The Long Goodbye is based on a Raymond Chandler novel, with Gould playing iconic P.I. Philip Marlowe in contemporary Los Angeles. The plot doesn't matter a whit because Chandler's stories are primarily about character, atmosphere, attitude, and the city of Los Angeles, which also, in a sense, fills the role of Marlowe's sidekick and sparring partner. Director Robert Altman is attuned to the special flavour of Chandler's work, especially the louche charm of crime in the sunny, palm tree-shaded environs of California's upper classes. Cinematographer Vilmos Zsigmond puts that louche quality up on the screen in spades, and it's reasonable to say that he's the real star of the film. The supporting actors, Sterling Hayden, Nina van Pallandt and Mark Rydell are all excellent, and in a blink-and-you'll-miss-it moment you can spot Arnold Schwarzenegger as an anonymous heavy.

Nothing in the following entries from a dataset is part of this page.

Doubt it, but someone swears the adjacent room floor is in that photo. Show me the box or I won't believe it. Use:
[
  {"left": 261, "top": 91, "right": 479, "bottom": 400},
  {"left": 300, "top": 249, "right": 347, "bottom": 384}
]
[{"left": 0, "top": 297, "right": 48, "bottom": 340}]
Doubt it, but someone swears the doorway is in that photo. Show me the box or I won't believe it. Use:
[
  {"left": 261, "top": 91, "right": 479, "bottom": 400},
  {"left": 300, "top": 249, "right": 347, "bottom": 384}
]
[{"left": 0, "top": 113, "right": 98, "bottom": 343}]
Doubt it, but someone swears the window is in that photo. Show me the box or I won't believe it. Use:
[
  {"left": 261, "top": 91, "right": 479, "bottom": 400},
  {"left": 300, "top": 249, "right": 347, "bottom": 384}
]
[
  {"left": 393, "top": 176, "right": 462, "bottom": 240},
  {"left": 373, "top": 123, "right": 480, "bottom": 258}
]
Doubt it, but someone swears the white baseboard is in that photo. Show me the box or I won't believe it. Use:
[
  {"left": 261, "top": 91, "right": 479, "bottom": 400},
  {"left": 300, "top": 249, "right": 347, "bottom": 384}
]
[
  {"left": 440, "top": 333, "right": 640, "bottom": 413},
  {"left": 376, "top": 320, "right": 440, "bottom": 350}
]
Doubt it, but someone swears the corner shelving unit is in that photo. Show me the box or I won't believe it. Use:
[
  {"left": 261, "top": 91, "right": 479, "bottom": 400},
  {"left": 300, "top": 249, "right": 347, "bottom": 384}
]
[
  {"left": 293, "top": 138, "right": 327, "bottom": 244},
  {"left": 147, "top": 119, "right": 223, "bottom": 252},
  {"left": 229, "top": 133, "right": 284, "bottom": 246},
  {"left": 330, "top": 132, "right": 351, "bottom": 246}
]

It's Gould who torpedoes this film. He mumbles dialogue that sounds as though it was ad-libbed, and all of it is horrible. What Gould and Altman were up to isn't clear, but I'd guess they were trying to create a Marlowe who has one foot in the whiskey and water '40s and another in the weed and transcendental meditation '70s. It's a disaster. Marlowe's incessant chatter isn't amusing or clever, and Gould's acting is, tonally speaking, in another galaxy from what his fellow actors are doing. The scenes between Gould and Hayden are torture to watch because the latter is actually acting while the former is riffing on some cross between Popeye at his most garrulous and a stoner. A much, much better actor might have been able to do something with this role, but Gould makes a bad situation much, much worse.
Gould was one those average-looking guys who became a star in the '70s, but his natural pay grade was as a supporting actor. He was best at playing shrewd, urban, fast-talking hustlers, but only in small doses. His other films from that decade are mostly forgettable or forgotten, as are his performances in them. California Split (1974) and Busting (1974) are the exceptions to this rule, but in each case Gould is sharing the acting load with a co-star. Bits and pieces of The Long Goodbye are excellent, but the stumbling, nattering self-indulgence of Gould's performance turns the film into, at most, a curiosity rather than something worth seeking out.